Quoi qu’il en soit, cette destinée n’est malheureusement pas la hauteur des nombreuses qualités du jeu, à commencer par son scénario. Tout d’abord, il faut savoir que pour Westwood reprendre le script du film était forcément une mauvaise idée. Ainsi plutôt que de permettre aux joueurs de modifier l’histoire de Rick Deckard, le studio a eu la très bonne idée de créer un nouveau récit qui se déroule en parallèle du film, et de proposer par là même une vision un peu plus large de l’univers de Blade Runner.

Le jeu se déroule donc toujours en novembre 2019, dans la ville de Los Angeles. Mais cette fois-ci nous incarnons Ray McCoy, un jeune Blade Runner à qui le lieutenant de police Guzza demande d’enquêter sur un meurtre d’animaux. Une affaire qui va rapidement le mener à un groupe de répliquants venus se réfugier sur terre. On notera d’ailleurs que dès les premières minutes le scénario explique l’absence de Bryant et des autres Balde Runner. Ce qui ne nous empêchera pas de croiser d’autres personnages du film en plusieurs occasions, mais dans des rôles plutôt secondaires.

Une autre des qualités de Balde Runner est bien entendu sa fidélité par rapport au film, que ce soit du point de vue de l’environnement du monde, de l’ambiance ou des personnages. C’est donc fort logiquement que l’on retrouve tous les éléments qui définissent cet univers : un monde futuriste pollué et plongé dans une obscurité permanente, une technologie usée, le tout arrosé par une pluie quasiment omniprésente. Au cours du jeu, on sera également amené à visiter plusieurs lieux importants issus du film, tel que les pyramides de Tyrell, le commissariat, l’hôtel Yukon, ou encore l’appartement de Sebastian. 

Mais n’oublions pas que la volonté de Westwood était aussi de permettre aux joueurs d’explorer ce monde plus en profondeur. Ainsi de nombreux autres lieux sont accessibles comme les sous-sols de la ville, le quartier des plaisirs, la salle de jeux ou encore le Kipple. 

Même chose du côté des personnages, Ray McCoy ressemble beaucoup à Rick Deckard. Il est équipé du même flingue, habite un appartement similaire et porte le même trench-coat. Mais il n’a ni la même expérience ni le même caractère, ce qui nous offre un point de vue différent. Clovis de son côté n’est pas sans rappeler Roy Batty, un répliquant fort, intelligent, instruit et déterminé, mais aux méthodes bien différentes. 

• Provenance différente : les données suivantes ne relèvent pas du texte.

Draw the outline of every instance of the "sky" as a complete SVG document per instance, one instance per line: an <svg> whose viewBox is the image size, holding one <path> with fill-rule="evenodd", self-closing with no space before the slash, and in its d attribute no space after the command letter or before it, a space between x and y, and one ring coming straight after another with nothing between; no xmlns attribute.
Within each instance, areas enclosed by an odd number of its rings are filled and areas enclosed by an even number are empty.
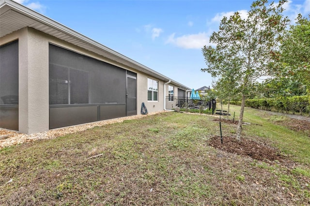
<svg viewBox="0 0 310 206"><path fill-rule="evenodd" d="M15 0L189 88L211 88L202 52L224 16L246 15L252 0ZM293 22L310 0L290 0Z"/></svg>

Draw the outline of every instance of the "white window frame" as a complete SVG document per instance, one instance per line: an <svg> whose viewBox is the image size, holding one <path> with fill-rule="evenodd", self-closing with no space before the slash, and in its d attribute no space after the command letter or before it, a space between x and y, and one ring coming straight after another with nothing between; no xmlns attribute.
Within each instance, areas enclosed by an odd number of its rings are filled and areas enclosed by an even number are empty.
<svg viewBox="0 0 310 206"><path fill-rule="evenodd" d="M172 88L172 89L171 88ZM171 92L171 91L172 92ZM173 101L174 97L174 87L172 85L168 85L168 100L170 102L172 102Z"/></svg>
<svg viewBox="0 0 310 206"><path fill-rule="evenodd" d="M152 80L152 87L151 87L151 85L149 85L149 80ZM156 89L154 89L154 83L156 83L156 84L157 84L157 90ZM159 87L159 84L158 81L155 80L155 79L151 79L151 78L147 78L147 93L148 93L148 96L147 96L147 101L148 102L158 102L158 88ZM149 100L149 92L152 92L152 99L151 100ZM154 100L154 92L157 92L157 100Z"/></svg>

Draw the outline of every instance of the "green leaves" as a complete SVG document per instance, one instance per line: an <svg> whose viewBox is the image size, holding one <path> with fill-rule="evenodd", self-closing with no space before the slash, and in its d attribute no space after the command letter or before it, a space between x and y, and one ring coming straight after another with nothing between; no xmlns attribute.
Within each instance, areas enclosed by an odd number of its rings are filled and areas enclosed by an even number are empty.
<svg viewBox="0 0 310 206"><path fill-rule="evenodd" d="M267 5L267 0L258 0L245 18L238 12L223 18L218 31L210 38L216 46L202 48L207 68L202 69L217 78L217 89L223 94L238 93L244 100L255 92L253 88L260 77L271 74L270 62L278 53L279 40L289 21L281 14L287 1ZM244 105L240 112L240 131L244 108Z"/></svg>

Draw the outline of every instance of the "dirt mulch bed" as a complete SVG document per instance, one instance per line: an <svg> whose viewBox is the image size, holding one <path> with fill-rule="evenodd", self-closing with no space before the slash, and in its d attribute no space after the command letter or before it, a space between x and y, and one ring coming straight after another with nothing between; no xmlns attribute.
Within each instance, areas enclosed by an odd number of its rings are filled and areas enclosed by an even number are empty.
<svg viewBox="0 0 310 206"><path fill-rule="evenodd" d="M279 150L275 148L244 138L239 142L235 137L223 136L221 144L220 137L214 136L211 138L209 145L226 152L249 156L260 161L281 162L285 157L279 154Z"/></svg>

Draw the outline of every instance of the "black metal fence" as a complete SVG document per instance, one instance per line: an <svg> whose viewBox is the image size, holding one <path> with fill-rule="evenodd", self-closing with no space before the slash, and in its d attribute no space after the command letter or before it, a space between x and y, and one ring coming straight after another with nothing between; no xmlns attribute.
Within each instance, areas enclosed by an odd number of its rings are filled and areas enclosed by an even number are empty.
<svg viewBox="0 0 310 206"><path fill-rule="evenodd" d="M213 115L216 108L215 100L192 99L189 97L166 97L166 109L180 112Z"/></svg>

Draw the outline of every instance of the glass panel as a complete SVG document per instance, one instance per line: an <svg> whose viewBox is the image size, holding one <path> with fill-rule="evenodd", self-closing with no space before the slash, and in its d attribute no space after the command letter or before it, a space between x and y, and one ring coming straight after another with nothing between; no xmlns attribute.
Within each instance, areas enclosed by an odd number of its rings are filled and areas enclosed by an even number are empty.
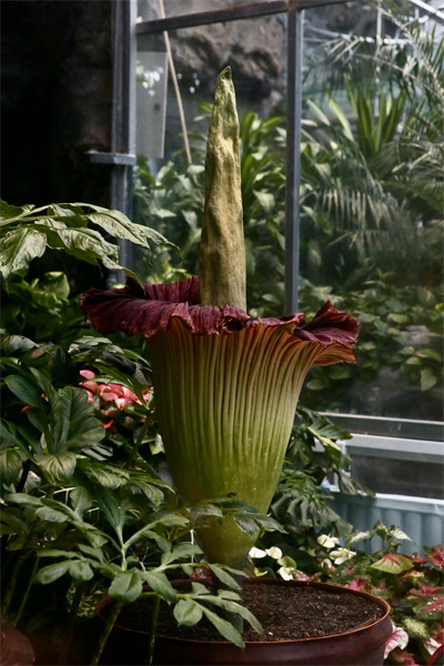
<svg viewBox="0 0 444 666"><path fill-rule="evenodd" d="M198 11L205 9L219 8L202 2ZM433 83L443 49L430 21L405 31L396 18L380 18L369 7L350 16L341 6L305 11L300 309L311 317L330 297L356 316L362 333L357 366L313 369L302 401L330 412L443 421L443 119ZM161 36L143 39L140 51L165 51ZM141 159L134 211L176 242L183 259L165 250L148 264L139 255L135 270L153 281L198 271L209 110L216 75L231 63L249 311L282 316L286 17L188 28L170 41L192 165L170 71L160 104L164 158ZM158 137L154 114L147 118Z"/></svg>
<svg viewBox="0 0 444 666"><path fill-rule="evenodd" d="M364 14L305 26L301 309L330 297L362 332L357 366L313 371L303 400L442 421L442 33Z"/></svg>

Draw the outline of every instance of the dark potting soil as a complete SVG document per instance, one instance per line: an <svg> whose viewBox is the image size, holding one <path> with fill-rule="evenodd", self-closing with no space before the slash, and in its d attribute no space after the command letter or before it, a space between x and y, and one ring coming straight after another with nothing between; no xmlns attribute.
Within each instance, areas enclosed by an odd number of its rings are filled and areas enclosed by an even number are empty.
<svg viewBox="0 0 444 666"><path fill-rule="evenodd" d="M264 629L264 634L258 634L244 620L244 640L256 642L343 634L360 625L372 624L384 614L383 608L361 596L290 585L244 585L242 604L255 615ZM117 624L145 630L149 605L150 599L142 597L123 607ZM209 607L216 610L213 606ZM192 627L178 626L171 607L164 602L159 609L158 634L194 640L223 640L205 618Z"/></svg>

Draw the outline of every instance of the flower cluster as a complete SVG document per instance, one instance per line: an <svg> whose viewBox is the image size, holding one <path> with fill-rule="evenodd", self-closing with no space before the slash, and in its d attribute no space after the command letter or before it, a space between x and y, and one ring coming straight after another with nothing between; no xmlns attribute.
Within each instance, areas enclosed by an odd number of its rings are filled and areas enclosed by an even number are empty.
<svg viewBox="0 0 444 666"><path fill-rule="evenodd" d="M91 370L81 370L80 374L87 381L82 382L80 386L84 389L88 394L88 402L94 403L94 406L102 414L102 423L105 428L113 425L114 420L124 412L128 407L131 408L133 405L142 405L139 397L121 384L114 384L112 382L104 383L95 380L95 374ZM148 403L152 395L152 390L147 389L142 392L142 395ZM145 421L144 416L138 418L140 423Z"/></svg>

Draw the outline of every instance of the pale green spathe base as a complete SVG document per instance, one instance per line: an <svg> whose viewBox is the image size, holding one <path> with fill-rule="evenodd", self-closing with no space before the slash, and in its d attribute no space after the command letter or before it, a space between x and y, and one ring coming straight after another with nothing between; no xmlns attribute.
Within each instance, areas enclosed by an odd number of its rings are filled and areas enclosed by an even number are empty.
<svg viewBox="0 0 444 666"><path fill-rule="evenodd" d="M193 335L173 319L150 347L155 408L178 491L192 503L235 493L266 513L319 345L265 325ZM199 531L199 538L210 561L232 566L255 541L231 519Z"/></svg>

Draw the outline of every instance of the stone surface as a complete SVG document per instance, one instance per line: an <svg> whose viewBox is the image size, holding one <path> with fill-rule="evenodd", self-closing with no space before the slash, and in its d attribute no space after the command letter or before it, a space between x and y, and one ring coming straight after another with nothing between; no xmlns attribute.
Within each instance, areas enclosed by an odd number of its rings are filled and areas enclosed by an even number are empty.
<svg viewBox="0 0 444 666"><path fill-rule="evenodd" d="M2 198L108 202L111 9L108 1L1 2Z"/></svg>

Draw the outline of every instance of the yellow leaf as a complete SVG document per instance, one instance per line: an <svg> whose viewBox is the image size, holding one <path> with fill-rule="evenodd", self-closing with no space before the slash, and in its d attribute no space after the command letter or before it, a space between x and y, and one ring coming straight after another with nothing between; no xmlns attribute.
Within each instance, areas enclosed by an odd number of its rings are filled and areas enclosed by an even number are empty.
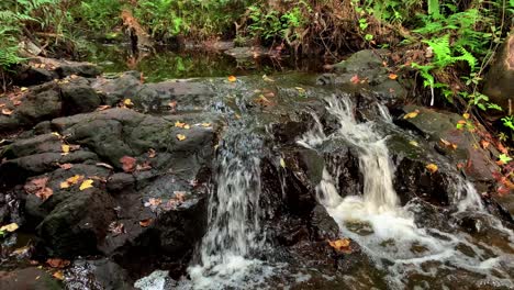
<svg viewBox="0 0 514 290"><path fill-rule="evenodd" d="M431 174L435 174L438 169L437 165L435 164L429 164L427 166L425 166L426 169L428 169L428 171L431 171Z"/></svg>
<svg viewBox="0 0 514 290"><path fill-rule="evenodd" d="M2 227L0 227L0 232L7 231L7 232L11 233L11 232L16 231L18 227L20 227L20 226L16 223L5 224Z"/></svg>
<svg viewBox="0 0 514 290"><path fill-rule="evenodd" d="M126 107L134 105L134 103L132 102L131 99L125 99L125 100L123 100L123 104L125 104Z"/></svg>
<svg viewBox="0 0 514 290"><path fill-rule="evenodd" d="M66 182L68 182L69 185L77 185L82 179L83 179L83 176L75 175L66 179Z"/></svg>
<svg viewBox="0 0 514 290"><path fill-rule="evenodd" d="M88 188L92 188L92 179L87 179L87 180L83 180L82 185L80 185L79 189L80 190L85 190L85 189L88 189Z"/></svg>
<svg viewBox="0 0 514 290"><path fill-rule="evenodd" d="M60 182L60 189L69 188L68 181Z"/></svg>
<svg viewBox="0 0 514 290"><path fill-rule="evenodd" d="M185 127L186 123L180 123L180 121L175 122L176 127Z"/></svg>
<svg viewBox="0 0 514 290"><path fill-rule="evenodd" d="M63 149L63 153L65 153L65 154L69 153L69 145L63 144L63 145L60 145L60 148Z"/></svg>
<svg viewBox="0 0 514 290"><path fill-rule="evenodd" d="M57 280L64 280L64 272L62 270L54 272L52 276Z"/></svg>
<svg viewBox="0 0 514 290"><path fill-rule="evenodd" d="M234 81L236 81L236 80L237 80L236 77L234 77L234 76L228 76L228 81L230 81L230 82L234 82Z"/></svg>
<svg viewBox="0 0 514 290"><path fill-rule="evenodd" d="M420 113L420 110L414 110L413 112L405 114L403 119L416 118L418 113Z"/></svg>
<svg viewBox="0 0 514 290"><path fill-rule="evenodd" d="M331 247L335 248L337 252L351 253L350 241L348 238L339 238L336 241L328 241Z"/></svg>

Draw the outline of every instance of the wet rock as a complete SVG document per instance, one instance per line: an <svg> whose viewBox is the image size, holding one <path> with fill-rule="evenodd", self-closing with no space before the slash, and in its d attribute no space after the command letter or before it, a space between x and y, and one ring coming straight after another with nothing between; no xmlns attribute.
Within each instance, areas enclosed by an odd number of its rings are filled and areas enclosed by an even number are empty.
<svg viewBox="0 0 514 290"><path fill-rule="evenodd" d="M0 289L59 290L62 283L36 267L0 271Z"/></svg>
<svg viewBox="0 0 514 290"><path fill-rule="evenodd" d="M335 74L325 74L319 78L320 85L335 83L347 91L360 91L370 94L387 104L399 103L407 91L383 66L384 51L365 49L353 54L348 59L334 65ZM357 82L357 83L356 83Z"/></svg>
<svg viewBox="0 0 514 290"><path fill-rule="evenodd" d="M512 110L512 96L514 96L514 30L506 37L500 53L489 70L483 87L490 101L503 108L503 112Z"/></svg>
<svg viewBox="0 0 514 290"><path fill-rule="evenodd" d="M90 188L60 202L37 226L37 247L51 257L94 255L114 220L111 197Z"/></svg>
<svg viewBox="0 0 514 290"><path fill-rule="evenodd" d="M109 259L76 260L65 272L68 290L134 289L126 270Z"/></svg>
<svg viewBox="0 0 514 290"><path fill-rule="evenodd" d="M101 103L100 96L87 81L72 81L60 86L63 113L66 115L94 111Z"/></svg>

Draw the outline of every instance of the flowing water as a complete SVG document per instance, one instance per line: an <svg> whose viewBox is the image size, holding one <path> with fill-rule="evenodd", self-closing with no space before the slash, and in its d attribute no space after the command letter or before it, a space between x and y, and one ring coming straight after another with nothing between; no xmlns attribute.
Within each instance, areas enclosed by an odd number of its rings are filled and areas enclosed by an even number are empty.
<svg viewBox="0 0 514 290"><path fill-rule="evenodd" d="M473 212L482 216L509 241L504 245L506 252L462 232L418 227L414 214L422 209L414 201L400 207L392 187L394 168L386 145L387 138L377 133L376 123L359 123L354 116L351 100L345 96L328 99L327 110L338 120L338 130L325 135L323 125L315 118L313 131L299 143L316 148L329 140L344 138L348 142L359 152L364 192L342 198L336 189L336 177L325 168L317 186L319 201L339 225L342 236L356 241L376 266L387 272L387 282L392 289L413 286L420 289L448 289L451 286L446 286L444 280L450 274L455 277L460 275L461 279L474 279L478 288L514 288L510 276L514 261L512 231L504 228L500 221L485 212L471 183L455 176L457 210L452 215ZM388 123L390 116L384 110L380 111ZM416 280L420 282L416 283ZM433 285L427 282L431 280Z"/></svg>

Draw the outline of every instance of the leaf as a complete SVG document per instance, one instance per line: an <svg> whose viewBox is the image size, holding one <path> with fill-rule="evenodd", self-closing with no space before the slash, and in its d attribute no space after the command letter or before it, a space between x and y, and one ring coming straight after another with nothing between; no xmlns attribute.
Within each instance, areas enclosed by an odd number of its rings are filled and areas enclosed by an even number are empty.
<svg viewBox="0 0 514 290"><path fill-rule="evenodd" d="M83 180L82 185L80 185L80 187L79 187L79 190L85 190L85 189L88 189L88 188L92 188L92 182L93 182L92 179Z"/></svg>
<svg viewBox="0 0 514 290"><path fill-rule="evenodd" d="M333 247L337 252L345 253L345 254L351 253L350 241L348 238L328 241L328 244L331 245L331 247Z"/></svg>
<svg viewBox="0 0 514 290"><path fill-rule="evenodd" d="M132 102L131 99L123 100L123 104L126 105L126 107L133 107L134 105L134 103Z"/></svg>
<svg viewBox="0 0 514 290"><path fill-rule="evenodd" d="M68 154L69 153L69 145L63 144L63 145L60 145L60 149L63 150L64 154Z"/></svg>
<svg viewBox="0 0 514 290"><path fill-rule="evenodd" d="M354 82L354 83L359 83L360 82L360 79L359 79L359 76L355 75L350 78L350 81Z"/></svg>
<svg viewBox="0 0 514 290"><path fill-rule="evenodd" d="M9 233L12 233L14 231L16 231L20 226L16 224L16 223L10 223L10 224L5 224L5 225L2 225L2 227L0 227L0 232L9 232Z"/></svg>
<svg viewBox="0 0 514 290"><path fill-rule="evenodd" d="M280 158L280 166L282 166L282 168L286 168L286 161L283 160L283 158Z"/></svg>
<svg viewBox="0 0 514 290"><path fill-rule="evenodd" d="M156 155L157 155L157 153L155 152L155 149L153 149L153 148L148 149L148 158L155 158Z"/></svg>
<svg viewBox="0 0 514 290"><path fill-rule="evenodd" d="M228 76L227 79L228 79L230 82L235 82L237 80L237 78L234 77L234 76Z"/></svg>
<svg viewBox="0 0 514 290"><path fill-rule="evenodd" d="M123 156L120 158L120 163L122 164L122 169L125 172L132 172L136 168L136 159L131 156Z"/></svg>
<svg viewBox="0 0 514 290"><path fill-rule="evenodd" d="M147 227L147 226L149 226L149 225L152 224L153 221L154 221L153 219L141 220L141 221L139 221L139 225L141 225L142 227Z"/></svg>
<svg viewBox="0 0 514 290"><path fill-rule="evenodd" d="M437 171L437 169L439 169L437 167L437 165L435 164L428 164L427 166L425 166L426 169L428 169L428 171L431 171L431 174L435 174Z"/></svg>
<svg viewBox="0 0 514 290"><path fill-rule="evenodd" d="M416 118L417 114L420 113L420 110L414 110L413 112L410 112L410 113L406 113L403 119L412 119L412 118Z"/></svg>
<svg viewBox="0 0 514 290"><path fill-rule="evenodd" d="M59 259L59 258L52 258L52 259L47 259L46 264L48 264L48 266L51 266L52 268L62 269L62 268L68 267L70 261L65 260L65 259Z"/></svg>
<svg viewBox="0 0 514 290"><path fill-rule="evenodd" d="M62 169L68 170L68 169L70 169L71 167L74 167L74 165L72 165L72 164L60 164L59 167L60 167Z"/></svg>
<svg viewBox="0 0 514 290"><path fill-rule="evenodd" d="M54 272L54 275L52 275L52 277L54 277L55 279L57 280L64 280L64 272L62 270L58 270L56 272Z"/></svg>

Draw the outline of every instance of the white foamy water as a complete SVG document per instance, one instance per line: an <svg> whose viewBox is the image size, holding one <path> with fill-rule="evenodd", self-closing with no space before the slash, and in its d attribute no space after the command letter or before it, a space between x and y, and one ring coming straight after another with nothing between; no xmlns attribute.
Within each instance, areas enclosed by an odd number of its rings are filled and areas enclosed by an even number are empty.
<svg viewBox="0 0 514 290"><path fill-rule="evenodd" d="M380 110L382 116L387 112L383 109ZM514 263L512 231L503 227L498 219L484 210L480 196L470 182L456 176L455 188L449 189L455 191L456 197L454 204L457 210L454 214L472 211L480 215L502 235L506 253L465 232L446 233L416 226L414 213L416 210L423 211L423 208L417 208L415 203L400 207L392 187L394 170L386 138L377 133L373 122L357 122L355 108L347 97L328 99L327 110L338 120L338 130L326 136L315 118L314 129L299 144L316 148L331 138L343 137L359 154L364 192L342 198L334 177L324 169L317 186L319 201L339 225L342 236L356 241L373 264L386 270L388 283L392 288L405 288L413 274L437 281L457 269L479 277L478 281L483 285L514 287L510 276ZM388 123L389 120L390 116L384 118Z"/></svg>

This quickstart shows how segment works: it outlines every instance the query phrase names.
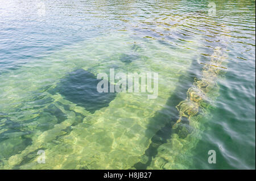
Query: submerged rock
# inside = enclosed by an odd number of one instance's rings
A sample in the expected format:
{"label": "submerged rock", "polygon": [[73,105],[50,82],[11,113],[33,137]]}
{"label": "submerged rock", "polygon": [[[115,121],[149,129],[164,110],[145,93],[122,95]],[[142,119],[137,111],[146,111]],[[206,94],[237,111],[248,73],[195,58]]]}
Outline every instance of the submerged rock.
{"label": "submerged rock", "polygon": [[[109,106],[115,97],[115,93],[98,92],[97,80],[93,74],[82,69],[77,69],[63,78],[54,90],[64,98],[94,113],[96,110]],[[108,82],[109,89],[110,83]]]}

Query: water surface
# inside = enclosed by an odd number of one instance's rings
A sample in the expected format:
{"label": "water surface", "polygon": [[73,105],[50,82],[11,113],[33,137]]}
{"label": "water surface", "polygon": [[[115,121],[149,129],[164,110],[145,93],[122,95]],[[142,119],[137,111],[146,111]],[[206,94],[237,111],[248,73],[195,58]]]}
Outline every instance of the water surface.
{"label": "water surface", "polygon": [[[255,169],[255,1],[210,2],[0,1],[0,168]],[[96,92],[110,68],[158,73],[158,98]]]}

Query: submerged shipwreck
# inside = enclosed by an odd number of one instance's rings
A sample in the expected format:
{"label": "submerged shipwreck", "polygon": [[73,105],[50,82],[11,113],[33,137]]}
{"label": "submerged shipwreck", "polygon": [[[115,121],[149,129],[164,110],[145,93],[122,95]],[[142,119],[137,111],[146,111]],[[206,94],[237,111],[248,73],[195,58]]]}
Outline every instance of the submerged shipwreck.
{"label": "submerged shipwreck", "polygon": [[[167,48],[156,40],[136,39],[134,44],[132,37],[120,33],[86,40],[38,60],[43,69],[38,66],[31,70],[32,65],[27,64],[6,73],[13,77],[13,84],[5,83],[0,77],[0,90],[12,92],[0,98],[3,104],[1,123],[9,128],[0,132],[5,138],[1,142],[3,156],[0,158],[0,167],[189,167],[191,151],[204,131],[204,117],[217,95],[217,80],[226,62],[225,41],[221,43],[222,47],[216,47],[209,65],[201,71],[201,77],[196,78],[186,90],[187,98],[176,104],[177,112],[170,110],[167,102],[174,96],[179,79],[188,74],[191,64],[198,58],[196,52]],[[199,39],[195,37],[191,40],[197,43],[193,44],[193,48],[200,45],[197,41]],[[101,44],[93,44],[99,40]],[[189,42],[187,44],[184,46],[189,47]],[[146,48],[151,51],[144,56]],[[97,93],[96,75],[108,73],[113,66],[118,72],[125,73],[161,70],[158,98],[148,99],[146,94],[122,92]],[[15,84],[22,79],[29,83]],[[42,82],[48,86],[42,87]],[[12,131],[13,124],[19,126]],[[170,132],[170,137],[155,140],[163,128],[170,128],[165,130]],[[164,140],[161,141],[162,138]],[[11,151],[12,146],[15,149]],[[37,163],[37,153],[40,150],[45,151],[46,164]],[[12,155],[9,157],[10,151]]]}

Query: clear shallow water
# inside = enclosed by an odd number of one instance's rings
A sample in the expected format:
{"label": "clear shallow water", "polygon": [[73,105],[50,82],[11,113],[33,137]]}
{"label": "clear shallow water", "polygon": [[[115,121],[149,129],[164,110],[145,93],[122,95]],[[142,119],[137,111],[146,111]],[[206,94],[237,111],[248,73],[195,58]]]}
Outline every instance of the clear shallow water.
{"label": "clear shallow water", "polygon": [[[214,2],[212,17],[201,1],[1,1],[0,168],[255,169],[255,1]],[[217,47],[208,106],[177,134]],[[90,75],[110,68],[158,73],[157,99],[94,101]]]}

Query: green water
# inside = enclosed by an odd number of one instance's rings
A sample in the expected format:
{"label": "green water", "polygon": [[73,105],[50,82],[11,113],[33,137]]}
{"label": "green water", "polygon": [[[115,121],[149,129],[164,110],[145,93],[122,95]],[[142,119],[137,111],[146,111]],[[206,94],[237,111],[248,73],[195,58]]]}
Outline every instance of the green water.
{"label": "green water", "polygon": [[[43,2],[1,2],[1,169],[255,169],[254,1]],[[158,73],[157,98],[98,94],[113,68]]]}

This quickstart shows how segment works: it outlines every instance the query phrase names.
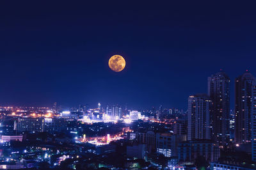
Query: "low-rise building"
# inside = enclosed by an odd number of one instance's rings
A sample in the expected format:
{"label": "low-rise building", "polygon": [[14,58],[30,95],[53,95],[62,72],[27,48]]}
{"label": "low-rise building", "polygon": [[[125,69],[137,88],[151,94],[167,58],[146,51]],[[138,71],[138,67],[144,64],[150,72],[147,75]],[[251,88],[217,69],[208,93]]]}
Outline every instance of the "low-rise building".
{"label": "low-rise building", "polygon": [[218,160],[220,154],[219,145],[209,140],[182,142],[178,146],[180,162],[195,161],[198,156],[203,156],[207,161],[213,162]]}

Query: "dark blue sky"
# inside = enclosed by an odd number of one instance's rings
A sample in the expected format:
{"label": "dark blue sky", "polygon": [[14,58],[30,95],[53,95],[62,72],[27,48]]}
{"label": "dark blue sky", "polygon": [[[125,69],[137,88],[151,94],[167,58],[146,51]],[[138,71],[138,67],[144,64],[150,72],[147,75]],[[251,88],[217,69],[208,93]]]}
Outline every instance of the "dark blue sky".
{"label": "dark blue sky", "polygon": [[256,75],[253,1],[102,1],[0,2],[0,105],[186,108],[222,68],[234,107],[234,78]]}

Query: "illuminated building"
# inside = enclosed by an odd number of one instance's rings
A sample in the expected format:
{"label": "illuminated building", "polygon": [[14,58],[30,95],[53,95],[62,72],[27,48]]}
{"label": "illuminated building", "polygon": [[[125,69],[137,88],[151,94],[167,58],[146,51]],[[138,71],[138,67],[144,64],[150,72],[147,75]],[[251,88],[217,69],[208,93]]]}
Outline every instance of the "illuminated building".
{"label": "illuminated building", "polygon": [[60,116],[61,116],[61,117],[69,117],[69,116],[70,116],[70,111],[62,111],[60,113]]}
{"label": "illuminated building", "polygon": [[11,141],[22,141],[23,135],[2,135],[1,137],[1,142],[11,142]]}
{"label": "illuminated building", "polygon": [[144,159],[146,153],[146,148],[144,144],[138,145],[127,146],[126,154],[129,158],[136,158]]}
{"label": "illuminated building", "polygon": [[63,132],[67,128],[67,123],[62,118],[19,118],[17,132]]}
{"label": "illuminated building", "polygon": [[178,157],[180,162],[195,161],[198,156],[204,156],[209,162],[220,157],[220,148],[217,143],[209,140],[188,141],[179,144]]}
{"label": "illuminated building", "polygon": [[166,157],[177,156],[178,143],[186,141],[186,135],[172,133],[157,133],[156,135],[156,151]]}
{"label": "illuminated building", "polygon": [[208,95],[212,101],[213,134],[221,143],[229,141],[230,79],[223,72],[208,77]]}
{"label": "illuminated building", "polygon": [[110,108],[108,105],[106,108],[106,114],[111,120],[119,120],[122,117],[122,108],[118,106],[113,106]]}
{"label": "illuminated building", "polygon": [[246,162],[239,162],[234,160],[228,160],[227,161],[216,161],[211,162],[210,165],[211,170],[253,170],[256,169],[256,166],[252,164],[246,164]]}
{"label": "illuminated building", "polygon": [[138,120],[141,117],[140,112],[137,111],[130,111],[129,119],[131,120]]}
{"label": "illuminated building", "polygon": [[205,94],[198,94],[189,97],[188,140],[211,139],[211,100]]}
{"label": "illuminated building", "polygon": [[241,144],[252,139],[252,87],[255,79],[246,70],[236,79],[235,84],[235,142]]}
{"label": "illuminated building", "polygon": [[184,120],[176,121],[173,126],[173,134],[176,135],[187,134],[187,125]]}
{"label": "illuminated building", "polygon": [[252,88],[252,159],[256,162],[256,86]]}

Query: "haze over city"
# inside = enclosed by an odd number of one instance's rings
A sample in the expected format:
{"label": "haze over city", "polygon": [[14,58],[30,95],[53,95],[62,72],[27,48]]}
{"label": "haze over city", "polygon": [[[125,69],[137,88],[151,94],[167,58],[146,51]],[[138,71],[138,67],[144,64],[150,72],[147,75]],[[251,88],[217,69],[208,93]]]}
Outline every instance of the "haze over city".
{"label": "haze over city", "polygon": [[256,169],[251,1],[0,2],[0,169]]}

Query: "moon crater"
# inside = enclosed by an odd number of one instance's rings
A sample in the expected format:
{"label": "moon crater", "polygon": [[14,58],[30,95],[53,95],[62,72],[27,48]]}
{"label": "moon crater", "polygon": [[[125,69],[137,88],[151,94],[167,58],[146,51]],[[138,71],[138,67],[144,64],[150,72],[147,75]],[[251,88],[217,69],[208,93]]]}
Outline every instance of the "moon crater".
{"label": "moon crater", "polygon": [[125,60],[120,55],[115,55],[109,59],[108,65],[114,72],[121,72],[125,66]]}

Notons également l’ajout d’une voix off, ce qui est plutôt rigolo quand on sait que la version cinéma de Blade Runner comprenait également une voix off a l’intérêt discutable, ainsi que d’un happy ending tout aussi controversé. Heureusement, la voix off, qui est celle de McCoy, a ici une véritable utilité. 

Enfin comment ne pas évoquer la sublime musique de Vangelis, bien entendu présente dans le jeu, même si sa conception et son intégration n’ont pas été une chose aisée. En effet, bien que le studio possédait le droit d’utiliser les musiques du film, il ne pouvait cependant pas accéder aux masters originaux. Par conséquent, le compositeur du studio, Franck Klepaki, a lui-même refait la musique, tout en en créant d’autres, très proches de celle de Vangelis. Pour un résultat tout bonnement excellent et à l’image du reste du jeu, à la fois fidèle et original.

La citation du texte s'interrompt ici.